Monday, April 6, 2009

Performance Problems

I am having MySQL performance problems with my current schema. Here is a rundown of what the inserter does:

- get's the filename, filesize and hash for a file
- checks the objects database to see if that combination already exists
- if it exists, skip to next step
- if it does not exisit, insert it
- insert the information in the file table

Here is the create table definition for the tables:

CREATE TABLE `objects` (
`objectid` bigint(20) unsigned NOT NULL AUTO_INCREMENT,
`filename` varchar(256) COLLATE latin1_bin DEFAULT NULL,
`filesize` bigint(20) unsigned DEFAULT NULL,
`hash` varchar(32) COLLATE latin1_bin DEFAULT NULL,
PRIMARY KEY (`objectid`),
UNIQUE KEY `nsh` (`filename`,`filesize`,`hash`)
) ENGINE=MyISAM AUTO_INCREMENT=7037849 DEFAULT CHARSET=latin1 COLLATE=latin1_bin

CREATE TABLE `files` (
`path` varchar(4096) COLLATE latin1_bin DEFAULT NULL,
`filename` varchar(256) COLLATE latin1_bin DEFAULT NULL,
`filesize` bigint(20) unsigned DEFAULT NULL,
`hash` varchar(32) COLLATE latin1_bin DEFAULT NULL,
`backuptime` datetime DEFAULT NULL,
`status` enum('Active','Inactive','Deleted') COLLATE latin1_bin DEFAULT NULL,
`objectid` bigint(20) unsigned DEFAULT NULL
) ENGINE=MyISAM DEFAULT CHARSET=latin1 COLLATE=latin1_bin

I currently have a files table per backup client node. On my test system, I can run the inserts sequentially for 15 nodes (37 or so processes for multiple filesystem clients), and it runs in about 50 minutes. When i run them at the same time, it runs many times longer. It looks like it is the objects table, since I tried "insert delayed" and that cut the time back down to around the sequential time. The downside to the delayed, is that a crash can lose data.

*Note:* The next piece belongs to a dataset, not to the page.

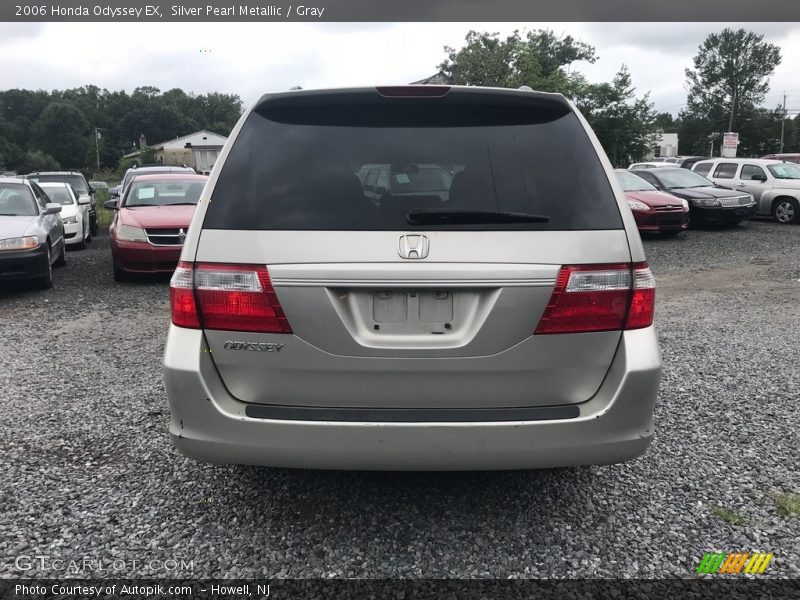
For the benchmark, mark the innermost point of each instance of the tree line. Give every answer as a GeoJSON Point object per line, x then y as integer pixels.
{"type": "Point", "coordinates": [727, 85]}
{"type": "Point", "coordinates": [56, 129]}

Does anyone have any ideas as to what I am doing wrong? If it matters, I am running a dual core AMD 5800+, 4GB memory, and a 4 disk raid-0 SSD Array.

Thanks for any input anyone may have.

Initial Stats from 15 Servers

I picked 15 servers at my workplace to get some initial data on. I tried to pick different servers, not multiple copies of the same servers, like for high availability, etc. The data I gathered gave a fairly good poor man's data-dedup savings.

My "poor man's dedup" consists of saving the backup files based on filename/filesze/md5 hash of the file contents. This provided savings, even on single servers, as there are some number of the same named files on the same system, with different paths.

Here are my numbers from the 15 servers:

Total Files: 13753410
Total Objects: 7037848
File Savings: 6715562
Percentage Savings: 48.8283414804

Total File Size: 1747437157724
Total Object Size: 1134826850745
Size Savings: 612610306979
Percentage Savings: 35.0576445208

At 35% space savings seems pretty incredible to me, for as little I had to put into making it happen. Some of the more aggressive data dedup alogoritms search files for long common strings, which certainly might improve the amount of savings, but at the cost of more CPU and IO processing.